Coventry University in the UK recently announced that it will offer 50 online degrees over the next five years. Students can start taking courses for free and complete a series of short courses before deciding if they want to enroll full time, using a pay-as-you-go pricing model. While online learning is hardly new, this announcement a giant step in the shift from traditional, on-campus learning to an exclusively online experience.
Online education is growing in popularity because of the benefits it delivers to both higher education institutions and students. Online education provides greater flexibility, which is in high demand for an increasing number of adult learners who are trying to juggle work, family and higher education. It allows colleges and universities to expand their reach to virtually any geographic area.

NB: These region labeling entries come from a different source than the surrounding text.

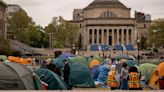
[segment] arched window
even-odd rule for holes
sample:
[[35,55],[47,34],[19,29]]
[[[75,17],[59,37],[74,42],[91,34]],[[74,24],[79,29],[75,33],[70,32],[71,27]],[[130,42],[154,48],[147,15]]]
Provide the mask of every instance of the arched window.
[[116,14],[113,12],[104,12],[100,15],[100,18],[115,18]]

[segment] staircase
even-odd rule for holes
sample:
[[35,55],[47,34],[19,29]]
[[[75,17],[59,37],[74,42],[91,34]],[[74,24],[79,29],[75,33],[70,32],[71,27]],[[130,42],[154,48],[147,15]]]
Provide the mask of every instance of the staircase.
[[46,55],[44,51],[38,49],[38,48],[33,48],[30,47],[24,43],[21,43],[16,40],[10,40],[10,46],[11,49],[14,51],[19,51],[23,54],[40,54],[40,55]]

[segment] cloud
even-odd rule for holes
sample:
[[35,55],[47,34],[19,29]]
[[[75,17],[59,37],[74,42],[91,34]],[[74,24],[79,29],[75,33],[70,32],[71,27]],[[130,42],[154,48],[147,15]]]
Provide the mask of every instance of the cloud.
[[[72,19],[75,8],[84,8],[93,0],[5,0],[7,3],[19,4],[42,26],[48,25],[54,16]],[[164,18],[164,0],[120,0],[127,7],[151,14],[152,18]]]

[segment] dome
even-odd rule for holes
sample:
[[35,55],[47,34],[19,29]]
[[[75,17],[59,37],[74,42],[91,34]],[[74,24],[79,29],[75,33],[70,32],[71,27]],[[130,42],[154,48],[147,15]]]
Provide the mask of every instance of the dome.
[[94,0],[91,4],[89,4],[85,9],[92,8],[125,8],[128,9],[124,4],[122,4],[119,0]]

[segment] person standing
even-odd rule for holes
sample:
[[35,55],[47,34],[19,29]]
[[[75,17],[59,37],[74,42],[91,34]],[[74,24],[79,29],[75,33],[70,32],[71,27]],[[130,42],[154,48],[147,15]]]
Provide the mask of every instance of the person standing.
[[118,74],[116,72],[116,65],[112,65],[108,73],[108,87],[110,87],[111,90],[115,90],[119,86],[119,80],[117,77]]
[[69,84],[69,75],[70,75],[70,66],[69,66],[69,63],[64,60],[64,69],[63,69],[63,78],[64,78],[64,81],[70,86]]
[[141,90],[140,87],[140,74],[135,66],[129,69],[128,74],[128,87],[129,90]]
[[121,86],[120,89],[127,90],[128,89],[128,66],[126,63],[123,63],[122,69],[121,69]]

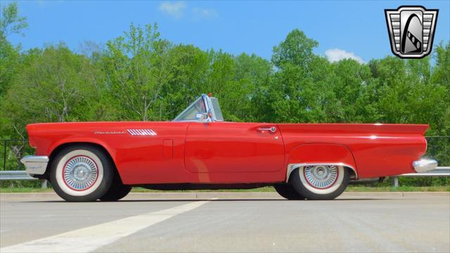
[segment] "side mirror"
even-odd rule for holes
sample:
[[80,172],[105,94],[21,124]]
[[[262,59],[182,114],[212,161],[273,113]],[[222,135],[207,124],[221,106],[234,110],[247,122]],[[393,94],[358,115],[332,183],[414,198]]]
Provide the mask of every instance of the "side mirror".
[[195,119],[200,122],[205,122],[208,120],[208,114],[207,112],[197,113],[195,115]]

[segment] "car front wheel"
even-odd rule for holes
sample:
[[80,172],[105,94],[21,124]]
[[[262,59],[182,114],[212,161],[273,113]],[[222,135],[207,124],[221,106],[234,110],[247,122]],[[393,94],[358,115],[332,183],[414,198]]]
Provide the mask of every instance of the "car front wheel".
[[347,168],[338,165],[309,165],[290,175],[295,190],[308,200],[333,200],[341,195],[350,180]]
[[295,189],[288,183],[278,183],[274,186],[274,188],[281,197],[289,200],[304,200],[304,197],[298,194]]
[[50,182],[67,201],[96,201],[109,190],[113,179],[112,162],[100,148],[74,145],[53,159]]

Rather than simply viewing pre-recorded lectures, online learners can participate in live classes and engage with professors and students. On the most basic level, online education allows students to avoid housing and transportation costs, while schools can accommodate more students without adding classrooms or housing.
Of course, online education has its disadvantages. Schools often require major technology upgrades to deliver high-quality online learning experiences. Degree completion rates are lower with online education. While courses can be interactive, it’s impossible to fully replicate the in-person experience before, during and after class. If there’s a technical issue, a student can watch a recording of the class but will miss the live experience. Financial aid can be more complex to obtain, and some institutions aren’t eligible for federal aid. Schools that offer strictly online programs are sometimes accredited differently, so students seeking to earn a license or certification must make sure the program is properly accredited.

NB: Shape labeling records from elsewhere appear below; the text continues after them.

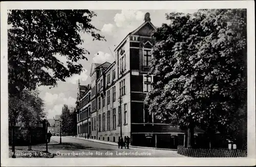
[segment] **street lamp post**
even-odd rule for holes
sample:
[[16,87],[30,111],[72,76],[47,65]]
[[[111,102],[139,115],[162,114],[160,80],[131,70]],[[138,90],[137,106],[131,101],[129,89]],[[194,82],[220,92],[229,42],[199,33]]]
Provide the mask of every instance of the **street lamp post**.
[[61,118],[59,119],[59,144],[61,144],[61,121],[62,119]]

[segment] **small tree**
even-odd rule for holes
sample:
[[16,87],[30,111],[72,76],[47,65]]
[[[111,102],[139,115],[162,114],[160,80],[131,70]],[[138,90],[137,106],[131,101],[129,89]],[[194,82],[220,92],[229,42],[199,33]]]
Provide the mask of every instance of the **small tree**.
[[243,9],[172,13],[170,24],[153,35],[150,73],[157,81],[145,102],[157,117],[188,130],[188,147],[197,126],[238,137],[246,117],[246,16]]

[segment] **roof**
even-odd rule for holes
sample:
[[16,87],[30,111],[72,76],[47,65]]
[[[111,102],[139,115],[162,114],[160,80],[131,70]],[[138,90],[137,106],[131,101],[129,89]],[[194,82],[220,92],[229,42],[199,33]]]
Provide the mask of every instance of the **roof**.
[[99,63],[92,63],[91,66],[91,71],[90,72],[90,76],[92,75],[92,72],[94,71],[95,69],[100,69],[100,68],[103,68],[103,69],[107,69],[109,66],[111,65],[111,64],[109,62],[105,62],[103,64]]
[[155,25],[153,25],[153,24],[152,24],[152,23],[150,21],[145,21],[143,24],[142,24],[141,25],[140,25],[140,26],[139,26],[138,28],[137,28],[136,30],[134,30],[133,31],[132,31],[132,32],[130,33],[129,34],[128,34],[128,35],[127,36],[126,36],[126,37],[123,39],[123,40],[122,41],[122,42],[121,42],[121,43],[120,43],[116,47],[116,48],[114,50],[114,51],[115,51],[116,50],[116,49],[117,49],[119,46],[121,45],[121,44],[123,42],[123,41],[125,40],[125,39],[130,35],[132,35],[132,34],[135,34],[136,33],[137,33],[139,30],[140,30],[140,29],[141,29],[143,26],[144,26],[145,25],[146,25],[146,24],[147,23],[149,23],[150,25],[151,25],[155,29],[156,29],[156,26],[155,26]]
[[60,115],[55,115],[55,118],[54,119],[56,120],[58,120],[60,118]]

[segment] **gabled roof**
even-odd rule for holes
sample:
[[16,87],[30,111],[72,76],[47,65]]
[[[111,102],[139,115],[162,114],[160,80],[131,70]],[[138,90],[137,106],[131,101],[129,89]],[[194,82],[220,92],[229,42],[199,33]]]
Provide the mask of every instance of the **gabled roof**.
[[121,45],[121,44],[123,42],[123,41],[126,39],[126,38],[130,36],[130,35],[134,35],[136,33],[137,33],[138,31],[139,31],[142,27],[143,27],[144,26],[145,26],[146,24],[149,24],[150,25],[151,25],[155,30],[156,30],[156,27],[155,26],[155,25],[151,23],[150,21],[145,21],[142,24],[140,25],[140,26],[139,26],[138,28],[137,28],[136,30],[134,31],[132,31],[132,32],[128,34],[128,35],[124,38],[124,39],[120,43],[118,44],[118,45],[116,47],[116,48],[114,50],[114,51],[117,49],[119,46]]

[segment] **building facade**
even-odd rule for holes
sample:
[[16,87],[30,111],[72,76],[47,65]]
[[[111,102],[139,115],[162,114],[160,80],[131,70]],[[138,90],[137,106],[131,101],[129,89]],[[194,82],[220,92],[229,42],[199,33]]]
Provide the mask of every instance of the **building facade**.
[[90,138],[117,142],[129,136],[134,146],[177,148],[185,142],[184,131],[161,123],[144,104],[156,79],[148,75],[156,27],[148,13],[144,21],[118,45],[114,63],[92,65]]
[[90,138],[91,130],[91,85],[80,85],[78,81],[77,134],[79,137]]
[[54,118],[53,119],[47,119],[48,121],[48,126],[47,127],[47,132],[49,131],[52,133],[52,135],[55,135],[55,121]]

Fortunately, many of the negatives of online education are correctible, and the options continue to proliferate. Even for traditional students, online education makes it possible to take courses over summer break without staying on campus. Many schools provide online access to course materials and recording of lectures. In some cases, it’s easier to gain acceptance into online programs than traditional programs, making higher education accessible to more people. In addition to online-only programs, more schools are offering hybrid programs that include both online and in-person classes.

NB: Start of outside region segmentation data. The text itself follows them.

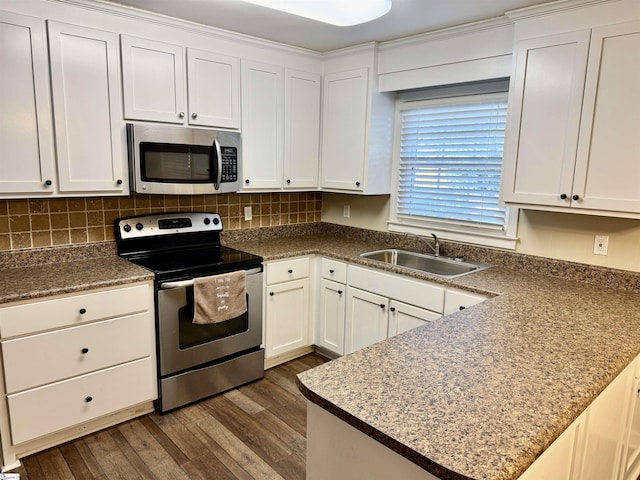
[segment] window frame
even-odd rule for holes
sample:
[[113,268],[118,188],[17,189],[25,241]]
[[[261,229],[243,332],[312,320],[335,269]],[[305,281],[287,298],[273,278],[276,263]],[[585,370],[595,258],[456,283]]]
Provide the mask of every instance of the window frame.
[[[459,103],[464,97],[489,96],[495,94],[508,97],[508,79],[497,79],[489,82],[461,84],[444,87],[435,87],[418,91],[403,92],[396,98],[395,128],[393,139],[392,178],[391,178],[391,203],[389,208],[388,229],[391,232],[412,233],[429,236],[432,233],[445,240],[471,243],[476,245],[515,250],[518,227],[519,210],[515,207],[507,207],[506,230],[483,228],[481,226],[464,224],[455,220],[436,220],[429,218],[405,217],[398,214],[398,189],[400,174],[400,142],[402,133],[401,114],[404,110],[420,108],[424,105],[433,105],[435,102]],[[506,133],[505,133],[506,136]],[[504,160],[504,158],[503,158]],[[502,168],[504,171],[504,165]],[[504,206],[504,205],[503,205]]]

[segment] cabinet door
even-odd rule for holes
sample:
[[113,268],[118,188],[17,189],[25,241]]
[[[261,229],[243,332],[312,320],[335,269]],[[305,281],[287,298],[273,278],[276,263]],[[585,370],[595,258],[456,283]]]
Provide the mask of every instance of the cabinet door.
[[0,12],[0,65],[0,194],[51,194],[54,155],[42,20]]
[[581,480],[617,479],[622,465],[625,424],[634,382],[635,362],[589,406]]
[[572,206],[640,212],[640,22],[591,34]]
[[344,353],[352,353],[387,338],[389,299],[374,293],[347,289]]
[[286,69],[284,188],[317,188],[320,162],[320,75]]
[[578,417],[518,480],[576,480],[585,418],[585,414]]
[[369,69],[327,75],[322,106],[322,187],[363,191]]
[[505,137],[505,202],[570,205],[588,49],[589,30],[518,43]]
[[265,357],[309,345],[309,279],[267,287]]
[[127,194],[116,34],[48,25],[60,191]]
[[320,279],[320,318],[318,345],[339,355],[344,354],[345,285]]
[[130,120],[184,123],[182,47],[122,35],[124,117]]
[[441,317],[439,313],[391,300],[389,302],[389,337],[398,335]]
[[240,59],[187,49],[189,124],[240,128]]
[[242,62],[244,190],[282,188],[282,68]]

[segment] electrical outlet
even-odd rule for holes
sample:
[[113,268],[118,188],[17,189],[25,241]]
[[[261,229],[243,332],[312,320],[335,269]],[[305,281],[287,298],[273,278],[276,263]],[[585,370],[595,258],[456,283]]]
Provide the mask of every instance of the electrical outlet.
[[606,255],[608,248],[609,248],[609,236],[596,235],[593,241],[593,254]]

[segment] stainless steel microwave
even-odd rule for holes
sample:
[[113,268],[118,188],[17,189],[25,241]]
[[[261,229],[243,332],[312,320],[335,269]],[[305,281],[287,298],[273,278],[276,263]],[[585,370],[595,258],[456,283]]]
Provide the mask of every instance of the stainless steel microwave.
[[237,192],[242,142],[237,132],[127,123],[131,189],[202,195]]

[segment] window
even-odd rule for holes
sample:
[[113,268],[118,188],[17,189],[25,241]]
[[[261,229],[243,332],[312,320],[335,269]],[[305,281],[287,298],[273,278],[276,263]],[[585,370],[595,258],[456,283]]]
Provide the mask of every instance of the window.
[[482,91],[495,89],[400,98],[390,230],[515,248],[517,210],[498,203],[507,93]]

With more options come higher expectations. Students want faster answers to their questions about financial aid, credit transfers and career assistance. They expect to access this information and other resources on their mobile devices. The recent Online College Students report from Aslanian Market Research found that the number of students requesting information from at least three schools jumped from 29 percent to 52 percent. Nearly six in 10 students would change part of their search if they could turn back the clock, and 23 percent of current and former online education students wish they had contacted more schools. Almost three-quarters of students are now aware of competency-based programs.
This data suggests that students feel as if they should have been more demanding. As a result, recruitment is getting tougher. Student experiences need to get better. Retention and degree completion rates need to get better. Because students are becoming more knowledgeable every day and can pick and choose their options, colleges and universities have to raise their game and meet increasing demands for a flexible, high-quality online learning experience.